How Should EA Be Funded – And What Impact Does That Have On EA Value?

Recently I participated in a roundtable discussion by members of Forrester’s EA Council on “Getting Strategic In A Tactical World.” Members talked through the challenge of maintaining a strategic focus when the IT (or business) organization was very tactical and of getting the enterprise architecture function to have the right balance of tactical and strategic activities. “Strategic/Tactical Focus” is one of the dimensions of the Archetypes of EA that Forrester has written about, including in this blog, and the balance between tactical and strategic is a key factor in how the larger organization views EA’s relevance as well as the support it provides to EA. 
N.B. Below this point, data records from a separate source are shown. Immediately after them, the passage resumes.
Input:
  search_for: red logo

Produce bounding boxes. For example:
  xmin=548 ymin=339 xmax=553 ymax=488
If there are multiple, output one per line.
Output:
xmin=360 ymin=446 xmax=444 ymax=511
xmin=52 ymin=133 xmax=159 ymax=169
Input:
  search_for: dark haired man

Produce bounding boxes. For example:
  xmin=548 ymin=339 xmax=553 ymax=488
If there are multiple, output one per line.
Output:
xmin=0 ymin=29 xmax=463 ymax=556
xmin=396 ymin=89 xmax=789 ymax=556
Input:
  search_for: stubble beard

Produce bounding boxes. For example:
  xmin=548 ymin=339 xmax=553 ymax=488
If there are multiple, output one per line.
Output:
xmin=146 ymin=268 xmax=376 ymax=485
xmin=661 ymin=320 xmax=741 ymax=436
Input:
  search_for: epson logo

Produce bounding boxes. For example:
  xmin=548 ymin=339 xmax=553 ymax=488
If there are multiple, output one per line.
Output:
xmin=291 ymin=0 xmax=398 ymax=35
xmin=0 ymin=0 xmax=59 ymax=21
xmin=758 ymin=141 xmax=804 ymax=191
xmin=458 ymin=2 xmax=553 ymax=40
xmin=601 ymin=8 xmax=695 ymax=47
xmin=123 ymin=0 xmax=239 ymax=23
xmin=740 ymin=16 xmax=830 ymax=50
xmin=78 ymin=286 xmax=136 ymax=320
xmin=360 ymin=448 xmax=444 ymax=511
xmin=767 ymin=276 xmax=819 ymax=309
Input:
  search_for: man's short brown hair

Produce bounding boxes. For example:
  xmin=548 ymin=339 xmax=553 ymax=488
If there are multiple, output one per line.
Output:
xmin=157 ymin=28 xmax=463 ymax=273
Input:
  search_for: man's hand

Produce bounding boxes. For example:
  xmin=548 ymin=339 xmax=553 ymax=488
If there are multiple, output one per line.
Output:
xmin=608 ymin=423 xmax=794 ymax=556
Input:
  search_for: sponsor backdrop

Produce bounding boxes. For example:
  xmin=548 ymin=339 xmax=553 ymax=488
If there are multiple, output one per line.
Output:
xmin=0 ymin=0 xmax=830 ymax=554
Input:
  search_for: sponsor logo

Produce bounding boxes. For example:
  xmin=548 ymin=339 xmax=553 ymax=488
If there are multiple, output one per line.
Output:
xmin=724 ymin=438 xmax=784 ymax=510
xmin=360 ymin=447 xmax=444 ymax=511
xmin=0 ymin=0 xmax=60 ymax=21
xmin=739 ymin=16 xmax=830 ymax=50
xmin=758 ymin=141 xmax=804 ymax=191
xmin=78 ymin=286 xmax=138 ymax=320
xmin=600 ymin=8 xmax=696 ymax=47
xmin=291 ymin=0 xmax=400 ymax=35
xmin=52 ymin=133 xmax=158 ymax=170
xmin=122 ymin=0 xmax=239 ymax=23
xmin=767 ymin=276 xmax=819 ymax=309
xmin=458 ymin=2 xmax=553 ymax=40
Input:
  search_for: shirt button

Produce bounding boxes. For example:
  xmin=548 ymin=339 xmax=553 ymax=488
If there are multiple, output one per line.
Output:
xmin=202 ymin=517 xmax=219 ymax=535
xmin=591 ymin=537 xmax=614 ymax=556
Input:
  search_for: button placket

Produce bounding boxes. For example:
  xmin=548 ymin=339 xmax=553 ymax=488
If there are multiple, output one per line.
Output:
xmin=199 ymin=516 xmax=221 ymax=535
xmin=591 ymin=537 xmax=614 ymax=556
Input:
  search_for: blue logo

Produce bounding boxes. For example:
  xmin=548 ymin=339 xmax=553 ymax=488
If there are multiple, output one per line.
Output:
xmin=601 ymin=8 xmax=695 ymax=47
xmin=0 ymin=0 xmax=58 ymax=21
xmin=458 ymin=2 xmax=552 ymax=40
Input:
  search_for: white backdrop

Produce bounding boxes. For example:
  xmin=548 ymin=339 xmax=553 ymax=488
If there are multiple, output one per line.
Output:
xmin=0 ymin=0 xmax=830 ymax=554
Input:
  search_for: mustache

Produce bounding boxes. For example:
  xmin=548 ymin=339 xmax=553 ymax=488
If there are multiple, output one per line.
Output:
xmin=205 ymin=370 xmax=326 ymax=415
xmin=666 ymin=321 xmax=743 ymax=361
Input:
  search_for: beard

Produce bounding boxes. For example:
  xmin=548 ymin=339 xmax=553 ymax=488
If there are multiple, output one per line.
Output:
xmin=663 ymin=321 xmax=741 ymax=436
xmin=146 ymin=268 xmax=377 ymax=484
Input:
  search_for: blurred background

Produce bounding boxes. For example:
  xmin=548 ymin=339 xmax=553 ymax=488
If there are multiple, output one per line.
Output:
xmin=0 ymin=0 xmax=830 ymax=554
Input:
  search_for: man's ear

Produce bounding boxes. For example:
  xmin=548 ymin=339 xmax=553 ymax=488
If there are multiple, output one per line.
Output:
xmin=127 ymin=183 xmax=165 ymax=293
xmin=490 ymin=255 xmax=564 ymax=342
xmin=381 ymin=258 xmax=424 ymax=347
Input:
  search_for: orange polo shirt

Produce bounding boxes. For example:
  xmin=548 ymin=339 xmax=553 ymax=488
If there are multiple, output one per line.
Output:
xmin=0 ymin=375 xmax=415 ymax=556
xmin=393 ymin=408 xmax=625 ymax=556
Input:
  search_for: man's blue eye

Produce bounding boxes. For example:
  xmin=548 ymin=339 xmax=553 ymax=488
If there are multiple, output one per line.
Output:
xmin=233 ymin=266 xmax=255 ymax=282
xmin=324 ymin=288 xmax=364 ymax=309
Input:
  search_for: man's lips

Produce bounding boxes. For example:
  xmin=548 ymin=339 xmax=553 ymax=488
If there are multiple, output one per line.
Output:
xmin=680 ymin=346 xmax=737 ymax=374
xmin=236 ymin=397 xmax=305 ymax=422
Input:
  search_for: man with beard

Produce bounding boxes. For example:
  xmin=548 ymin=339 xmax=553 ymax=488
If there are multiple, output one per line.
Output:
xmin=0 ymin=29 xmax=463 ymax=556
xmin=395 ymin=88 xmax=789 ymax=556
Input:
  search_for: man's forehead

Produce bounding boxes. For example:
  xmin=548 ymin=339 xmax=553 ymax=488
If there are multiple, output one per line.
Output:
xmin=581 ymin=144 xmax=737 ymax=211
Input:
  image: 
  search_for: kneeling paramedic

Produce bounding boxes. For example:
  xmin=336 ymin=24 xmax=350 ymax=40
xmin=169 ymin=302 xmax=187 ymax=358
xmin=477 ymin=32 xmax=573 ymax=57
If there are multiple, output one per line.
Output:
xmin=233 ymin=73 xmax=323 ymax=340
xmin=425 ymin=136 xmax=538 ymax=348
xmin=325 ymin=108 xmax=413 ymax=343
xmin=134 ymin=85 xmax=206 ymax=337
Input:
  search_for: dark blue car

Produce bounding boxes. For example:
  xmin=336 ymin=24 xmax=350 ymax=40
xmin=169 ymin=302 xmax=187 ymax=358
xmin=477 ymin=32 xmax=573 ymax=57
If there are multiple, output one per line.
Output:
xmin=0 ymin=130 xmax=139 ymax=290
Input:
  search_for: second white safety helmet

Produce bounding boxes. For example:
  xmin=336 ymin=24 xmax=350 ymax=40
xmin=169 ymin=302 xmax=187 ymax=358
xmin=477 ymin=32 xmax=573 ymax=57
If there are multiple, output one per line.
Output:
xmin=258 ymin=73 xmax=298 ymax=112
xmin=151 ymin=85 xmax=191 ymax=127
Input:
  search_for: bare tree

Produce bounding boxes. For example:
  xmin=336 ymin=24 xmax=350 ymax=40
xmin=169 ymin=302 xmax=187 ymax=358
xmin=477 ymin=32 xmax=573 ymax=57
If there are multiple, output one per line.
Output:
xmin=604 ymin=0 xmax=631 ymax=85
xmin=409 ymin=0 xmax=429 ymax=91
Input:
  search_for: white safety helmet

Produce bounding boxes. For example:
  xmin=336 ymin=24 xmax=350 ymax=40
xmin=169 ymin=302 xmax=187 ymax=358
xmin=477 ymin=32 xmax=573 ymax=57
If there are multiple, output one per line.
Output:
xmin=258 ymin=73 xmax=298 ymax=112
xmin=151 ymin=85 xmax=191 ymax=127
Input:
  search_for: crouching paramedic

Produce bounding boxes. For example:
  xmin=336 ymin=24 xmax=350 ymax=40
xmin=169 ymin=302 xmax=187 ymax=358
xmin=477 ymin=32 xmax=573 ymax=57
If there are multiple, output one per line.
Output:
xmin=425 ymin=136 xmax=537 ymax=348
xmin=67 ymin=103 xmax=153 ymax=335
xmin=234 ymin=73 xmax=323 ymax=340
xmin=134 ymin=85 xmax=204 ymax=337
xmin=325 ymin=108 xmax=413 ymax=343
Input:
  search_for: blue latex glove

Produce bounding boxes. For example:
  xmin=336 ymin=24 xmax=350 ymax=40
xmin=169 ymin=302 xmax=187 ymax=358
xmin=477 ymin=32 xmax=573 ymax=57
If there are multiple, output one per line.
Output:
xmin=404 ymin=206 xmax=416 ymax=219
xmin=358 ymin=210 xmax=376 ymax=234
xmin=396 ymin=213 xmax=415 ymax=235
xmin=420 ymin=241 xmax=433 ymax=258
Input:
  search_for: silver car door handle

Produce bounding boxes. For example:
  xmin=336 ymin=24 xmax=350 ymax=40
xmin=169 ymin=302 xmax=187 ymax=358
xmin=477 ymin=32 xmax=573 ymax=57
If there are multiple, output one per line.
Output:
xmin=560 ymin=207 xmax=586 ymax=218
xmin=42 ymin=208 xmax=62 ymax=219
One of the participants, who headed a team of more than 50 architects, asked the others, “How is your department funded – as overhead operations or as part of the project investment budget?” The person who asked this question said that his organization is more than 70% funded out of the project budget. Others responded with a range of 100% operations to 100% project-based. The comments around these different funding mixes were very interesting (all comments paraphrased):

“It’s easier to justify the size of my team if the funding is tied to the amount of project investments we are making.”

“Investment funding levels are too variable – two years ago we cut way back, now we’ve ramped way up. If my team size was a factor of investment funding, we wouldn’t be prepared for the amount of investment we are making now.”

“EA funding as part of ongoing operations budget makes us look like overhead. I don’t want architecture to look like some sort of overhead.”